Boost Admission Numbers
Law school admission rates have been falling in recent years. Allowing students to substitute a GRE score for the LSAT would likely boost application and admission numbers for many schools.
Opportunity To Use Measures That Are More Indicative of Success
One particularly exciting argument for ditching the LSAT is the opportunity to use a test that will better correlate with success in both law school and the legal field. Studies have shown little correlation between law school grades and LSAT scores. Likewise, the link between bar passage and LSAT is also tenuous.
The opportunity exists to create a new test that more adequately gauges the likelihood of success in the legal field. This opportunity should be seized.
Arguments Against Losing the LSAT
Of course, as vehemently as some favor kicking the LSAT to the curb, others are defending it just as aggressively. The most interesting argument is against encouraging further institutional abuse of the legal educational system.
Institutional Abuse of Legal Education
There is the possibility that some law schools may take the opportunity to prey upon would-be law students. Indeed, many legal blogs condemn the practices of certain schools that regularly scoop up applicants with woefully low LSAT scores. Many of these educational institutions have poor bar passage rates and employment prospects for their graduates.
Those who oppose eliminating the LSAT foresee further abuse of these practices by certain schools that continue to pump a disproportionate supply of underprepared law graduates into an over-saturated market, leaving these graduates with crippling student loan bills and few prospects and weakening the overall legal talent pool.
Attracting More Uncertain Applicants
Other opponents claim it’s a way for law schools to feed off uncertain students who aren’t ready to face the real world but aren’t fully committed to a graduate career path. Accepting the GRE in lieu of the LSAT will likely attract more of these applicants.
Boost Admissions Numbers
Admissions have been falling around the country for many law schools. Some critics claim that accepting GRE scores will allow law schools to selfishly pad their pockets by filling out their classes with underqualified students who wouldn’t have otherwise applied.
Most critics of retiring the LSAT have an underlying theme running through the arguments. They distrust law schools to adhere to admitting high-quality applicants if there is no penalization. They doubt that law schools will ethically regulate their admissions in the face of potential economic gain. And looking at certain schools, particularly for-profit law schools, that is a founded fear.
Does It Even Matter?
Currently, law schools are still accepting the LSAT, with a few accepting the GRE in its place. For the moment, with many uncertainties, a few things do seem certain:
- Bad schools will continue being bad.
- Halfhearted law graduates with crushing debt will continue to saturate the market.

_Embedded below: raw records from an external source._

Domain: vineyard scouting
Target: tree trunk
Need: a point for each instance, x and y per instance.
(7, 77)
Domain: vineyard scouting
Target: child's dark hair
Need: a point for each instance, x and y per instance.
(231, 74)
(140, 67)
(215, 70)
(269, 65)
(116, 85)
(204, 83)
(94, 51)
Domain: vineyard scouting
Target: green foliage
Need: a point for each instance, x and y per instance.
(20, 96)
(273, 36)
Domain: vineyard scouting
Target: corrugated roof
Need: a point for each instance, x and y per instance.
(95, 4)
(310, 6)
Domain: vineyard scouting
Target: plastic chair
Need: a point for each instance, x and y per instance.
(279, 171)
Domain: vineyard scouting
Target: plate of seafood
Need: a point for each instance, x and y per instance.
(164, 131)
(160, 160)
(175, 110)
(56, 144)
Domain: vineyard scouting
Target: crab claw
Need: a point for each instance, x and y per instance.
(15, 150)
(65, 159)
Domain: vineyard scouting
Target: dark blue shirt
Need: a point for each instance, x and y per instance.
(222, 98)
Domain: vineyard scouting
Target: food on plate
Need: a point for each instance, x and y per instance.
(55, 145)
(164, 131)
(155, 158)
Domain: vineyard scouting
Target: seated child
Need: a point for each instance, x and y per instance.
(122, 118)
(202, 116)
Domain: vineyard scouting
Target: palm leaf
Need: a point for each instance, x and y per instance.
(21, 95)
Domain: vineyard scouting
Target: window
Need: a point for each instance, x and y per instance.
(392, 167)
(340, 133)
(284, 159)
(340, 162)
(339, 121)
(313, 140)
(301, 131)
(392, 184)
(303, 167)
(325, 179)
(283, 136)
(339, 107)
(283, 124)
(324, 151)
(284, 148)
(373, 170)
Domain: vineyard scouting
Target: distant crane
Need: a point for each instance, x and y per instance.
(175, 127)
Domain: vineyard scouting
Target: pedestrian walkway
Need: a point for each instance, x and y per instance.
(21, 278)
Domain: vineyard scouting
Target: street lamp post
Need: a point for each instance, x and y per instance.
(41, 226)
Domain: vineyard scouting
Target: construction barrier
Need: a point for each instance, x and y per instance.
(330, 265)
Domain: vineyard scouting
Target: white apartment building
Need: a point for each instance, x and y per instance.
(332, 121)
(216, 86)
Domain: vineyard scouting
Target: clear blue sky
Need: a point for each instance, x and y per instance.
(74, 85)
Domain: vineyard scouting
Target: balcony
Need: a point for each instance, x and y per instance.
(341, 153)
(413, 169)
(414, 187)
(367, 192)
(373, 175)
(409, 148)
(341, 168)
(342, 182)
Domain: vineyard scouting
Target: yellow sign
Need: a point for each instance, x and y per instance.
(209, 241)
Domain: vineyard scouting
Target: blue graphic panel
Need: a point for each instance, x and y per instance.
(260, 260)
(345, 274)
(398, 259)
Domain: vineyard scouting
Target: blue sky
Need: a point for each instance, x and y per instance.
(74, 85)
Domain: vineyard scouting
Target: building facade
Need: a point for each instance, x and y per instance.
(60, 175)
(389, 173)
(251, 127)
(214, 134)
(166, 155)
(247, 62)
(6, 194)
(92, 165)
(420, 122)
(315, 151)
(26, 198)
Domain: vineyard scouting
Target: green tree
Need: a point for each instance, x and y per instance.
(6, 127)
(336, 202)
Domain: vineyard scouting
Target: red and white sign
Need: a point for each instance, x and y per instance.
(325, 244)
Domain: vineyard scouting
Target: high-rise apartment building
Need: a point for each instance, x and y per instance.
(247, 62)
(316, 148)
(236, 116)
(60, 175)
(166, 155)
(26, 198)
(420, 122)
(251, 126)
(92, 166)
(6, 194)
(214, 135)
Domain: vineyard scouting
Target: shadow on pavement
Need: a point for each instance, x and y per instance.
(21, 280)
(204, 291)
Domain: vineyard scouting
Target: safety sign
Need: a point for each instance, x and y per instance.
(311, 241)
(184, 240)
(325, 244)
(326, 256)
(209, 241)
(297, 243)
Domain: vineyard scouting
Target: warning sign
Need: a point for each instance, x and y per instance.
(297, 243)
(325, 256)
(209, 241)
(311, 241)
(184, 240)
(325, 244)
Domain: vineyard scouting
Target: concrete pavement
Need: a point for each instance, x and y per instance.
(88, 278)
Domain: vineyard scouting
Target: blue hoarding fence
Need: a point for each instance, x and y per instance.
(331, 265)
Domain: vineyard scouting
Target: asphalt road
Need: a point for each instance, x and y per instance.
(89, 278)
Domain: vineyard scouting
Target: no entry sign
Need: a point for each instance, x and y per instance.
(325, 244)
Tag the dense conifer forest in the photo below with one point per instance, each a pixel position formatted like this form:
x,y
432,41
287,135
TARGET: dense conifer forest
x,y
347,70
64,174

- Diversity is likely to continue to be an issue for decades with or without the LSAT.
- Some promising lawyers from diverse backgrounds will be admitted without sitting the LSAT.
It’s hard to tell if eliminating the LSAT is a step in the right direction toward eventually using more creative and indicative means of admission. It may also be a slippery slope toward the degradation of the legal profession. One thing is certain; change can be scary, especially the changing of long-held institutions like the LSAT. Hopefully, this change brings much-needed improvements to long-dusty practices.